The government raised telephone and electricity rates and removed the fuel subsidy on Jan. 1 to finance the country's budget and reduce the budget deficit, which had been funded with foreign financing, especially from the IMF.
The announcement, however, met with strong protests from trade unions, students and non-governmental organizations (NGOs), who argued that the simultaneous increases would further burden the public.
It also hurt the people's sense of justice as the increases took effect after the government issued a presidential instruction endorsing the release and discharge scheme for big debtors, under which debtors who have fulfilled their obligations to the Indonesian Bank Restructuring Agency (IBRA) are exempt from criminal charges.
Trade unions and students as well as NGOs have been organizing street rallies against the prices hikes, with some calling for the ouster of both Megawati and Vice President Hamzah Haz.
The PDI Perjuangan faction at the House urged Megawati on Monday to reverse the decision on the telephone rate hike but supported the increases in electricity and fuel prices.
A number of noted politicians, trade unions and student groups held a meeting over the weekend to discuss ways on how to unseat Megawati, who took over the national leadership in July 2001 after members of the People's Consultative Assembly (MPR) impeached then president Abdurrahman Wahid for incompetence.
On Monday evening, MPR chairman Amien Rais met with his deputies and they agreed that the government had to annul the utility price hikes.
However, Amien, who was at the forefront in ousting Abdurrahman in 2001, conceded that the MPR, the country's highest legislative body, does not have the power to impeach a president or vice president.
Under the amended 1945 Constitution, only the House, with the consent of the constitutional court, has the authority to impeach a president. The constitutional court has yet to be established.
House Speaker Akbar Tandjung said on Monday that the House would host a consultation meeting with the three coordinating ministers of Megawati's Cabinet on Wednesday to discuss the utility price hikes.
But the government hinted on Monday that they may not show up at the meeting as the House failed to follow procedures for holding a meeting.
State Minister of Communications and Information Syamsul Mu'arif said that the proposal should be brought to the House consultative body before it called for a consultation meeting with the government.
"If the meeting is held in accordance with House regulations, the government will comply. We will not respond if it goes against procedures," Syamsul said after the Cabinet meeting.

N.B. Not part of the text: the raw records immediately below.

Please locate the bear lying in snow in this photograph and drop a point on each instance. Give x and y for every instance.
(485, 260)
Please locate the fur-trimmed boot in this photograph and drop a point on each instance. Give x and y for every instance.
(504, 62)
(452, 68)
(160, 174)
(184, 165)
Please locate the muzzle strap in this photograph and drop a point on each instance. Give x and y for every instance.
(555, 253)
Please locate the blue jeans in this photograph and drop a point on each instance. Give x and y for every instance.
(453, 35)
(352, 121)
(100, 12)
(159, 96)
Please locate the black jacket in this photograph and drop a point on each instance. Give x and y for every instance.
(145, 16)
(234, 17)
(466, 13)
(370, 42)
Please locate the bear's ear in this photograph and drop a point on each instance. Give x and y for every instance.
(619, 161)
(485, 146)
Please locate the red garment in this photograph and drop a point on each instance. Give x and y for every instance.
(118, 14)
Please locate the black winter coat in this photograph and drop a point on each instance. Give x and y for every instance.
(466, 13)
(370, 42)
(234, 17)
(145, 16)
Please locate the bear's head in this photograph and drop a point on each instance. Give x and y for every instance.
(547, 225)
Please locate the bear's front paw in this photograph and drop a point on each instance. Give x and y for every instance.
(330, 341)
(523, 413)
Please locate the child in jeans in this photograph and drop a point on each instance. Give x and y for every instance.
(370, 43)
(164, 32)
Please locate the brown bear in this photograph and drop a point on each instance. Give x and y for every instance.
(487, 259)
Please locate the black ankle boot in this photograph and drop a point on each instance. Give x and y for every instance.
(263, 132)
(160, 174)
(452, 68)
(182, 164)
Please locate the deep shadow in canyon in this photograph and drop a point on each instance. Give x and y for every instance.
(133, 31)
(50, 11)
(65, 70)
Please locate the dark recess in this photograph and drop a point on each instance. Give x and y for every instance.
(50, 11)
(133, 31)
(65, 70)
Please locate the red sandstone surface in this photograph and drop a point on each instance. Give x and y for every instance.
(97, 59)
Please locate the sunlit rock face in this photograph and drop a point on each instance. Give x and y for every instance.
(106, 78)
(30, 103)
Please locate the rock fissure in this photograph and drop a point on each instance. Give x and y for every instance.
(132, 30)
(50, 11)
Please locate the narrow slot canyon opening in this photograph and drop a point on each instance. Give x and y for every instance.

"We do not want to set a bad precedent," the minister said without elaborating.
He further said that the decision to summon the three coordinating ministers was made when the House was still in recess and the government had yet to receive a formal invitation for the meeting.
"We do mind about fulfilling the request as it was not done in line with the House's internal regulations," Syamsul, who is a former legislator from the Golkar party, said.